Comprehensive Benchmarking
Performance evaluation encompasses:
- 3 agentic task benchmarks
- 7 reasoning benchmarks
- 2 coding benchmarks
This comprehensive assessment demonstrates versatility across diverse AI applications.
Developer Integration
Models support integration through multiple frameworks:
- transformers
- vLLM
- SGLang
Complete with dedicated model code, tool parser, and reasoning parser implementations.
Performance Comparisons
vs Claude 4 Sonnet
GLM-4.5 shows competitive performance in agentic coding and reasoning tasks, though Claude Sonnet 4 maintains advantages in coding success rates and autonomous multi-feature application development.
vs GPT-4.5
GLM-4.5 ranks competitively in reasoning and agent benchmarks, with GPT-4.5 generally leading in raw task accuracy on professional benchmarks like MMLU and AIME.
Tips and Notes
- Region Selection: Choose the appropriate region for optimal performance and compliance with local regulations.

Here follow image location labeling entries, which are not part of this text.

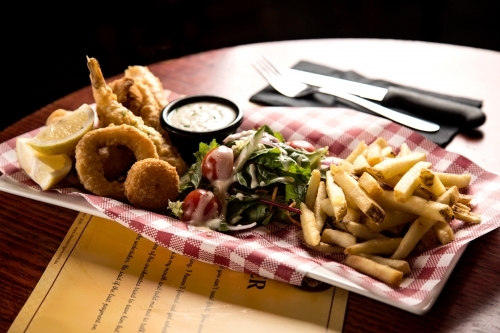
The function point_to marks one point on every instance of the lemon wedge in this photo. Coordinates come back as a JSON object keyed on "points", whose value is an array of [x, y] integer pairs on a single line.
{"points": [[62, 136], [45, 170]]}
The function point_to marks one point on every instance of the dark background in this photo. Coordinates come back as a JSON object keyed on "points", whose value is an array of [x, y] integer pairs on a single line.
{"points": [[45, 43]]}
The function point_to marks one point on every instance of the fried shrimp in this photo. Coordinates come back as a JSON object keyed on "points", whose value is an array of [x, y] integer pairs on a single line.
{"points": [[143, 75], [109, 110], [128, 94], [151, 183], [88, 160], [138, 98]]}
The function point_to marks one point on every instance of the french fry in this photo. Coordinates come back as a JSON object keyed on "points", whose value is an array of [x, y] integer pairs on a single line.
{"points": [[464, 199], [418, 206], [320, 214], [326, 206], [443, 232], [392, 219], [391, 167], [370, 185], [309, 225], [351, 215], [337, 237], [450, 179], [409, 182], [362, 231], [336, 197], [322, 247], [374, 190], [360, 148], [400, 265], [428, 240], [312, 188], [375, 246], [366, 204], [403, 150], [374, 154], [360, 164], [369, 267], [418, 229], [432, 182], [463, 213]]}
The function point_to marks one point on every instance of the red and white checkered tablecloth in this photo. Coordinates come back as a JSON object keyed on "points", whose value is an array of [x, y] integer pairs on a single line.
{"points": [[274, 251]]}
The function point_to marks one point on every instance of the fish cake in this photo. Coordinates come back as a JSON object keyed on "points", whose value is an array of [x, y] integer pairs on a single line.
{"points": [[151, 183]]}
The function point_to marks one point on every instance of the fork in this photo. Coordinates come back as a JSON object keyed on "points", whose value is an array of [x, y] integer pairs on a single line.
{"points": [[291, 88]]}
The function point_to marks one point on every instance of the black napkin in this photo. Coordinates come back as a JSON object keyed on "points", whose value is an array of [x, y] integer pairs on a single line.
{"points": [[269, 96]]}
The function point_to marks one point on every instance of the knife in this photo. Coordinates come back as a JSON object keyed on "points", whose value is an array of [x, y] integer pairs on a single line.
{"points": [[432, 107]]}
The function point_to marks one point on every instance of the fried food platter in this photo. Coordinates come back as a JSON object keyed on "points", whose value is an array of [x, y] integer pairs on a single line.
{"points": [[416, 294]]}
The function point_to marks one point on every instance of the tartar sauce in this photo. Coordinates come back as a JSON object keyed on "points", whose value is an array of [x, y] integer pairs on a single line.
{"points": [[201, 116]]}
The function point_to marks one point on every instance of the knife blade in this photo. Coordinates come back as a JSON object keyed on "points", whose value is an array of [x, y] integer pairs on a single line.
{"points": [[431, 107]]}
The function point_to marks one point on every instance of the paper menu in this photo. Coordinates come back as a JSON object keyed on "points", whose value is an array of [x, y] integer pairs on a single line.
{"points": [[107, 278]]}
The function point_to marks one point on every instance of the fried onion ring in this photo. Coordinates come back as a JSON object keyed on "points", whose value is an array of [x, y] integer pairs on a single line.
{"points": [[151, 183], [88, 161]]}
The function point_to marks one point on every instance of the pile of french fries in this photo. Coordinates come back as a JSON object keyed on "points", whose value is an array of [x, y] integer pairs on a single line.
{"points": [[377, 207]]}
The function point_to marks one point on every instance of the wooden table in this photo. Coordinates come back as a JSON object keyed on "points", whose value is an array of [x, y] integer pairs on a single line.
{"points": [[30, 231]]}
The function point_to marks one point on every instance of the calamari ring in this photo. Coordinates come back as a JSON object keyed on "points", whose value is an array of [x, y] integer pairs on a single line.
{"points": [[88, 162]]}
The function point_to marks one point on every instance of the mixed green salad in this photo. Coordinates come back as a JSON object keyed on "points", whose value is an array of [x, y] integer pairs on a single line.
{"points": [[253, 178]]}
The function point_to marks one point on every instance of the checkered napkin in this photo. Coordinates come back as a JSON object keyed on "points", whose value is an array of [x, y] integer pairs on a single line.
{"points": [[274, 251]]}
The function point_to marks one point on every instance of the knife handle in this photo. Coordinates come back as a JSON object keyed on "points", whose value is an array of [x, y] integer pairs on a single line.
{"points": [[441, 110]]}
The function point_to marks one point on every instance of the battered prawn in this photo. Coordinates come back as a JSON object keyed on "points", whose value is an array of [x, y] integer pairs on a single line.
{"points": [[109, 111], [89, 165], [128, 94], [143, 75]]}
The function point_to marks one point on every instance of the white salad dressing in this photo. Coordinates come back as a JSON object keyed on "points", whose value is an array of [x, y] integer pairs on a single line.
{"points": [[201, 116]]}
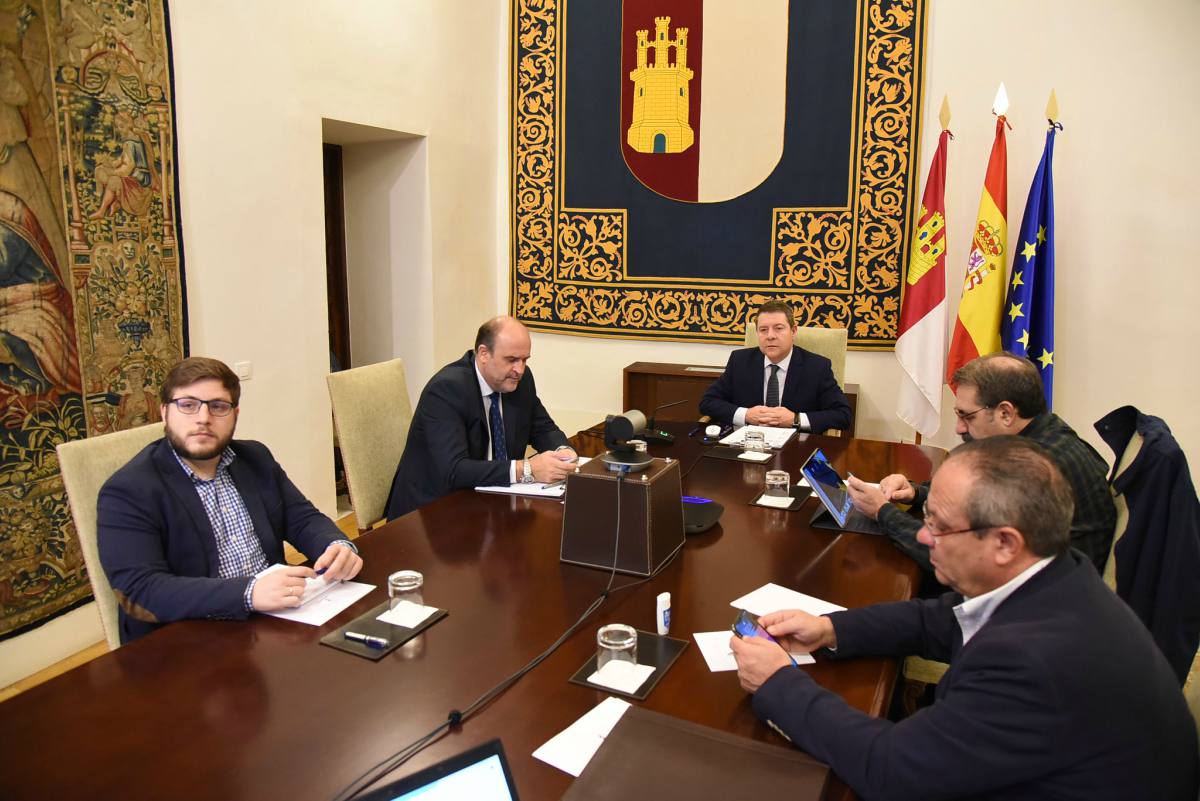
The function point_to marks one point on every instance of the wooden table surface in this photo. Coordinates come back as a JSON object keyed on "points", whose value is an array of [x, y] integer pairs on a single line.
{"points": [[261, 710]]}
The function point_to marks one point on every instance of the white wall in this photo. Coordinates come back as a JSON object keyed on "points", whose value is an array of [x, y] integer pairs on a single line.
{"points": [[1127, 191], [389, 262]]}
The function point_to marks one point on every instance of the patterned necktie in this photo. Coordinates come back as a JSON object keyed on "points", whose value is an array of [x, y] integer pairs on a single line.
{"points": [[773, 386], [499, 451]]}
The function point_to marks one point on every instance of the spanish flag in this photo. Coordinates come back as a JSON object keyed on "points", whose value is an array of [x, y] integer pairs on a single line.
{"points": [[977, 329]]}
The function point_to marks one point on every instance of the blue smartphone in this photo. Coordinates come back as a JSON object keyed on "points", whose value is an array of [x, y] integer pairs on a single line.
{"points": [[745, 625]]}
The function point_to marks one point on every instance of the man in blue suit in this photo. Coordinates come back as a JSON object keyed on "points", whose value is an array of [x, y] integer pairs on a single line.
{"points": [[474, 421], [1055, 687], [778, 384], [185, 527]]}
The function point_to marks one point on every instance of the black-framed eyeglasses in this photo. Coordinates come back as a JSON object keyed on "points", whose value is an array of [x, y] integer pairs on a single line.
{"points": [[217, 407], [965, 416], [936, 533]]}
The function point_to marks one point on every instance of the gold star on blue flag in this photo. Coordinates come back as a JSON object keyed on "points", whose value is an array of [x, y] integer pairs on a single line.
{"points": [[1030, 331]]}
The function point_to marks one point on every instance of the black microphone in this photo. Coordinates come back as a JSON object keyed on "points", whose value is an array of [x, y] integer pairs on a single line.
{"points": [[654, 435]]}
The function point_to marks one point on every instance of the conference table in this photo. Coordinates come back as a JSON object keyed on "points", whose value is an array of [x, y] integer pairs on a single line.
{"points": [[259, 709]]}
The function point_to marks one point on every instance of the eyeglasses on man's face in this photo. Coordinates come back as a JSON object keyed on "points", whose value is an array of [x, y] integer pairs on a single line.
{"points": [[965, 416], [217, 407], [935, 531]]}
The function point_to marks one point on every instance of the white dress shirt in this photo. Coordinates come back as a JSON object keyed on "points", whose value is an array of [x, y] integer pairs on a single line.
{"points": [[739, 416], [486, 391], [975, 613]]}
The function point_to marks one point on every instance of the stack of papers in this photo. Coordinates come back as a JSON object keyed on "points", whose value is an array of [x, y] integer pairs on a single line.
{"points": [[573, 748], [774, 437], [553, 489], [322, 600]]}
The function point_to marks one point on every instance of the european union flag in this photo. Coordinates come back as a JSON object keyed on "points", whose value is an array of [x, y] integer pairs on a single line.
{"points": [[1027, 326]]}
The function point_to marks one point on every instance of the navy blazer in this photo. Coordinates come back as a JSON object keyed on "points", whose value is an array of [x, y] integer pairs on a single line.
{"points": [[448, 440], [159, 548], [1061, 694], [809, 387]]}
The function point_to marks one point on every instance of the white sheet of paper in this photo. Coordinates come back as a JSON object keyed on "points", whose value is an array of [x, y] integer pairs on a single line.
{"points": [[573, 748], [774, 437], [714, 646], [624, 676], [407, 614], [535, 489], [324, 607], [773, 597]]}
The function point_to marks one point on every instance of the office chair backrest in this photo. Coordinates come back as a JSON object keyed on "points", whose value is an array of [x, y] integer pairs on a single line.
{"points": [[371, 415], [85, 465]]}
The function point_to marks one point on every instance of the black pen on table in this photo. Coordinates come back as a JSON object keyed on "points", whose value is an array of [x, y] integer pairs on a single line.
{"points": [[366, 639]]}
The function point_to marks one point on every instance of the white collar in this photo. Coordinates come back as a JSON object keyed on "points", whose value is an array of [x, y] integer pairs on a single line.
{"points": [[975, 613], [783, 362], [485, 389]]}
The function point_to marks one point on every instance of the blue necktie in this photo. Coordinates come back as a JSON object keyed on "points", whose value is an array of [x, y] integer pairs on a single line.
{"points": [[773, 386], [499, 451]]}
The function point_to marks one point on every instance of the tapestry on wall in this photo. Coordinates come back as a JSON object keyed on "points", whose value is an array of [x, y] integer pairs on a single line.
{"points": [[677, 162], [91, 309]]}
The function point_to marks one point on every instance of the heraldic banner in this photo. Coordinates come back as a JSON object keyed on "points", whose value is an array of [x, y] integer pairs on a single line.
{"points": [[677, 162], [91, 309]]}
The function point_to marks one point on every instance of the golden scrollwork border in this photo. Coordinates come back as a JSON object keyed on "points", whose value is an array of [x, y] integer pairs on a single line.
{"points": [[840, 267]]}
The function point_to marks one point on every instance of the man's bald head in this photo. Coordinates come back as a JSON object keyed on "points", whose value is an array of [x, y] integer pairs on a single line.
{"points": [[502, 349]]}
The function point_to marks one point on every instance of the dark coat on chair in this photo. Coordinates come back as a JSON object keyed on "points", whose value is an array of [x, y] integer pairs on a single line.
{"points": [[1061, 694], [1158, 556], [809, 387], [448, 441], [159, 548]]}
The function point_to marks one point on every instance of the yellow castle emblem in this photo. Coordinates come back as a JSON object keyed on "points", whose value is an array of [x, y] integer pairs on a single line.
{"points": [[661, 94], [929, 248]]}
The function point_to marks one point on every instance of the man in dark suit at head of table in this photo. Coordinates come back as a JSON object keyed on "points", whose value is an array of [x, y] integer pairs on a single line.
{"points": [[474, 421], [1055, 687], [777, 384]]}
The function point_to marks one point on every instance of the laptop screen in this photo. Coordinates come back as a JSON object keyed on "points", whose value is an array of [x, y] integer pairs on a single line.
{"points": [[828, 486], [480, 774]]}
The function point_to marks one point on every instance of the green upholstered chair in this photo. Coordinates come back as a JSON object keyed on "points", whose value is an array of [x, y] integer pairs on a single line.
{"points": [[371, 416], [829, 343], [85, 465]]}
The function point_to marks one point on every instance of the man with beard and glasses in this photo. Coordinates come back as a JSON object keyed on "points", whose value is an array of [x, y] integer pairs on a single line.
{"points": [[185, 527], [999, 395]]}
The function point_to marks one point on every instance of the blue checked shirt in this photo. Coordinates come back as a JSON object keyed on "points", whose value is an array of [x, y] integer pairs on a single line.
{"points": [[239, 553]]}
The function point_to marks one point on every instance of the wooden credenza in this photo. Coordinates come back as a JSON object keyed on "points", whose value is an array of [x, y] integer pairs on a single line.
{"points": [[648, 385]]}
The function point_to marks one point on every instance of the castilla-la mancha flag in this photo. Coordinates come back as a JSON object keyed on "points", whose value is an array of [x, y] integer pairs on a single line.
{"points": [[977, 329], [921, 347]]}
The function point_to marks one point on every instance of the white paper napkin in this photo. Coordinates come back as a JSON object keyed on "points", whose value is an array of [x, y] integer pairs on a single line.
{"points": [[407, 614]]}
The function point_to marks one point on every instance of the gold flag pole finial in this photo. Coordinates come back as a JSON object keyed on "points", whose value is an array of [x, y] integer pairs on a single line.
{"points": [[1053, 108], [1000, 106]]}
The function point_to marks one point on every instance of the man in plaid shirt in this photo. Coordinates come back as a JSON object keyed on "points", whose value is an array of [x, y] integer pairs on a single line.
{"points": [[1001, 395], [189, 523]]}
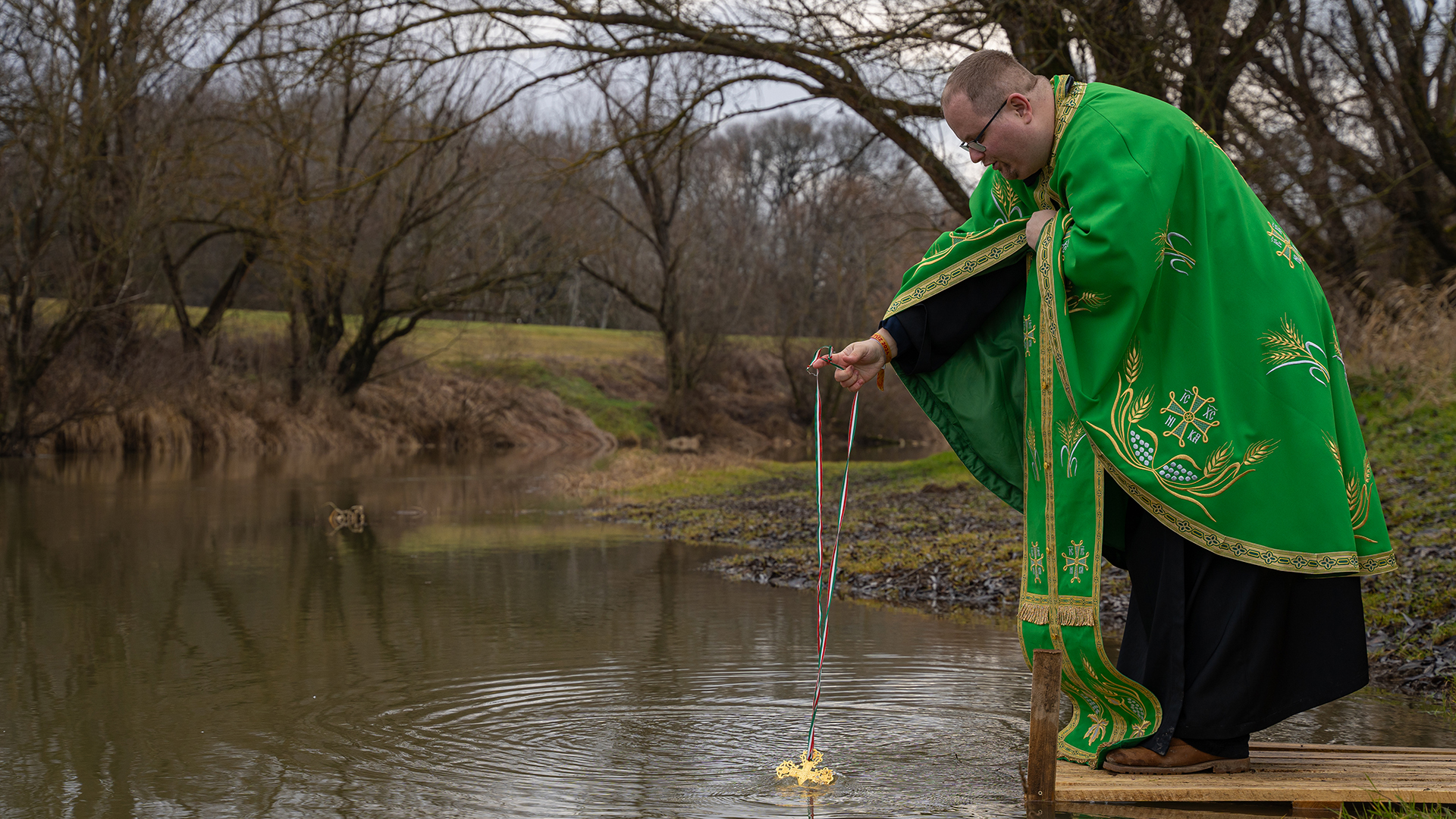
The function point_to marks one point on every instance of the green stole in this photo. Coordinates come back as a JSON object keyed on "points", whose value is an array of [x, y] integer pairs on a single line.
{"points": [[1141, 289]]}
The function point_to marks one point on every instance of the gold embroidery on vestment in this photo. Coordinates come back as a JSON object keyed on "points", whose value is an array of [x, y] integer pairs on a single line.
{"points": [[1285, 248], [1286, 347]]}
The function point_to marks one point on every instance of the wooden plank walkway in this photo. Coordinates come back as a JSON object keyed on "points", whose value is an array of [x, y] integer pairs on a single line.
{"points": [[1307, 776]]}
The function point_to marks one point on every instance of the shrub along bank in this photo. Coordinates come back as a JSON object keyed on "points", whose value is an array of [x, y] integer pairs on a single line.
{"points": [[925, 534]]}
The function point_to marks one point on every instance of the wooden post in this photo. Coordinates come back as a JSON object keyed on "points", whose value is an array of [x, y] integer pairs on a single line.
{"points": [[1046, 700]]}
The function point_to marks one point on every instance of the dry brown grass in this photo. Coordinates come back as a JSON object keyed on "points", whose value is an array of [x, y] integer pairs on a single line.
{"points": [[1402, 341], [165, 403]]}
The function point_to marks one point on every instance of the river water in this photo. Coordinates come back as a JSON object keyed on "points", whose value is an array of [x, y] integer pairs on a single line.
{"points": [[194, 639]]}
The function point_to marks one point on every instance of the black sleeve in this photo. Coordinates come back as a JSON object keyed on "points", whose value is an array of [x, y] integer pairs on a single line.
{"points": [[929, 333]]}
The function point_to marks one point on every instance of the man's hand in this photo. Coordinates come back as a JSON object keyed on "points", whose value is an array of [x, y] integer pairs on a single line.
{"points": [[1036, 223], [861, 360]]}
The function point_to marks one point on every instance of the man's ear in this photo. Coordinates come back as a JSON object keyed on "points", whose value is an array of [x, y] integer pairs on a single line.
{"points": [[1019, 105]]}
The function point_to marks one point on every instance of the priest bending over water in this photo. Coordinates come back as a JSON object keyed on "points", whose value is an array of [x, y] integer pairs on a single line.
{"points": [[1123, 344]]}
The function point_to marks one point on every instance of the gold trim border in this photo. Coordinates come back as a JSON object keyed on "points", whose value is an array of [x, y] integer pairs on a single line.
{"points": [[1343, 561], [974, 264]]}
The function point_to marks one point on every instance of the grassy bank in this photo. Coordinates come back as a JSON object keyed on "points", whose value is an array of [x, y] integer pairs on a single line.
{"points": [[924, 534]]}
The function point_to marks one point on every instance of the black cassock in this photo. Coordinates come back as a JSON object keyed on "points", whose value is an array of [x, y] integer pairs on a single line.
{"points": [[1228, 648]]}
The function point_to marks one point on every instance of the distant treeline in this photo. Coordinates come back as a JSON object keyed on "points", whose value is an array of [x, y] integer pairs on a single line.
{"points": [[392, 161]]}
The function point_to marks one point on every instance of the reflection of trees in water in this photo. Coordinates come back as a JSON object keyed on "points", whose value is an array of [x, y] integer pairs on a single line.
{"points": [[168, 624]]}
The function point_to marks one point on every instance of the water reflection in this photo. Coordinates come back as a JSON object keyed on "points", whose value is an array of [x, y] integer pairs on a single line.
{"points": [[193, 639]]}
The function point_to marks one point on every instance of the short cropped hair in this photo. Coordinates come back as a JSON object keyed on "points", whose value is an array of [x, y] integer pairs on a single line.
{"points": [[987, 77]]}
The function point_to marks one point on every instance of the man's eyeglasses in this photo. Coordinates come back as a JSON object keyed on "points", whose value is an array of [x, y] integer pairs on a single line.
{"points": [[976, 143]]}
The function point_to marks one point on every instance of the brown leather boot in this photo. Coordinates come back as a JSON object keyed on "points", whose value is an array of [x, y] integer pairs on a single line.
{"points": [[1181, 758]]}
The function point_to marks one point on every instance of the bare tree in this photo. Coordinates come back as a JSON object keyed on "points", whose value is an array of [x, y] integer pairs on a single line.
{"points": [[388, 172], [91, 91], [651, 194]]}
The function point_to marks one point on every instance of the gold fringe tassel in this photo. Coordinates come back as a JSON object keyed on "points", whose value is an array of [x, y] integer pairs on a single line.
{"points": [[1068, 614]]}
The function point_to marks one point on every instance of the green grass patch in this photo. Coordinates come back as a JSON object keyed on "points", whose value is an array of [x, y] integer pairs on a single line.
{"points": [[1398, 811], [628, 420]]}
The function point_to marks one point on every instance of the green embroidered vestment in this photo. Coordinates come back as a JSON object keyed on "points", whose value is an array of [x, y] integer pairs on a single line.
{"points": [[1172, 340]]}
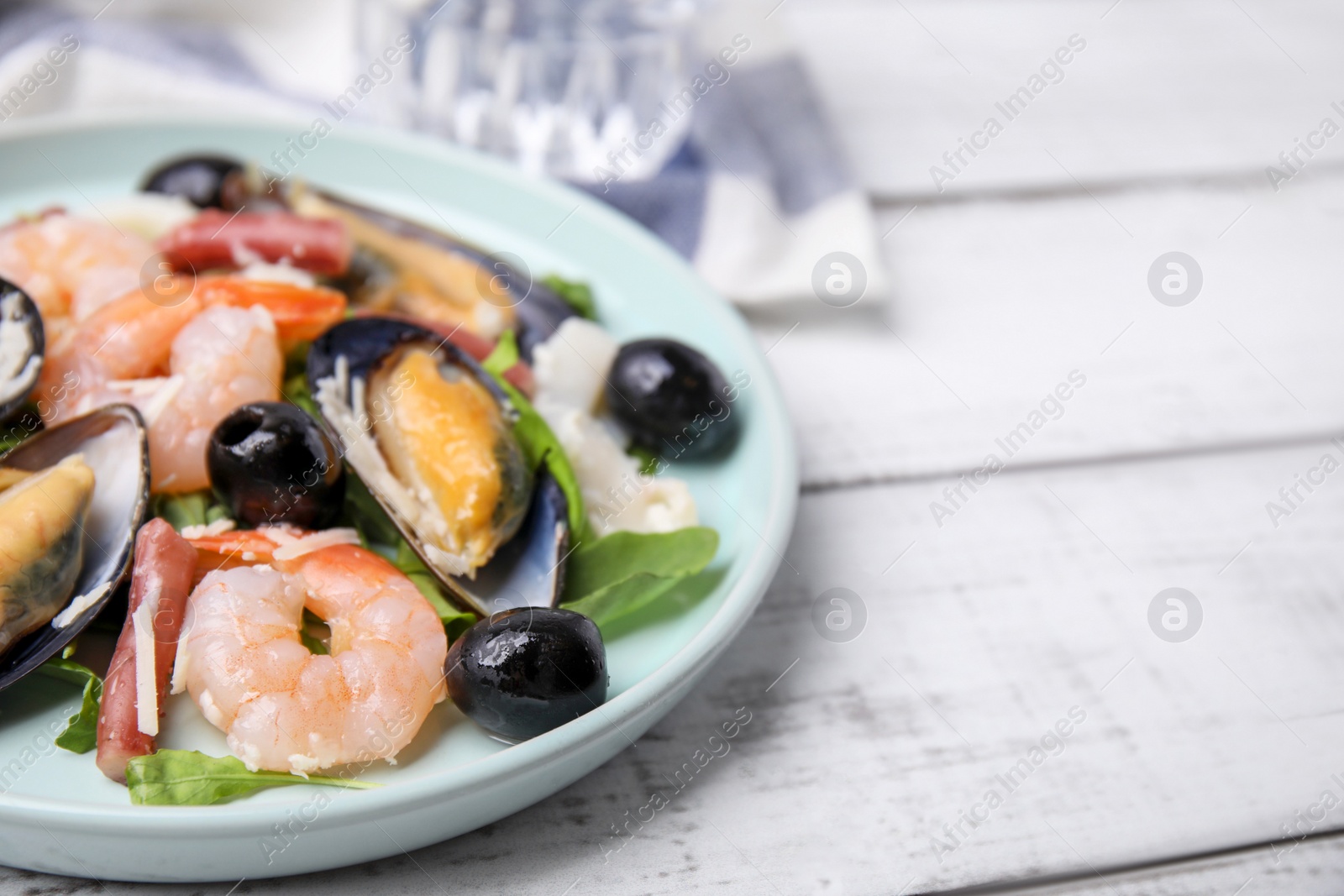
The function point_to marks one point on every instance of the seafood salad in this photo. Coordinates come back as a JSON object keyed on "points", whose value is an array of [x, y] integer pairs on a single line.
{"points": [[316, 469]]}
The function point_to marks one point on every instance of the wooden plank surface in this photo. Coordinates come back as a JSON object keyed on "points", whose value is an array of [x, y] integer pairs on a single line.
{"points": [[984, 636], [1164, 89], [996, 302], [1032, 595]]}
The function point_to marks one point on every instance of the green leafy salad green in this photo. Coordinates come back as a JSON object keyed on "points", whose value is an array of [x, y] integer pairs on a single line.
{"points": [[606, 578]]}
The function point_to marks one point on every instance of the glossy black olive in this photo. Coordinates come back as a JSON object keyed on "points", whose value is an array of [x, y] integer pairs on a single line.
{"points": [[198, 179], [671, 399], [270, 463], [523, 672]]}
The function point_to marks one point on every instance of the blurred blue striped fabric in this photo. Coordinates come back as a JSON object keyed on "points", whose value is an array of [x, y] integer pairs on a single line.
{"points": [[754, 197]]}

- Model Selection: GLM-4.5 for maximum performance, GLM-4.5-Air for efficiency and mainstream hardware compatibility.
- Context Advantage: Large 128K context window enables processing of substantial codebases and documents.
- Open Source Benefits: MIT license enables both commercial use and secondary development.
- Agentic Applications: Particularly strong for applications requiring reasoning, coding, and tool usage integration.
- Hybrid Reasoning: Use Thinking Mode for complex problems, Non-Thinking Mode for simple queries.
- API Compatibility: OpenAI-compatible API provides streaming responses and usage reporting.
- Framework Support: Multiple integration options available for different deployment scenarios.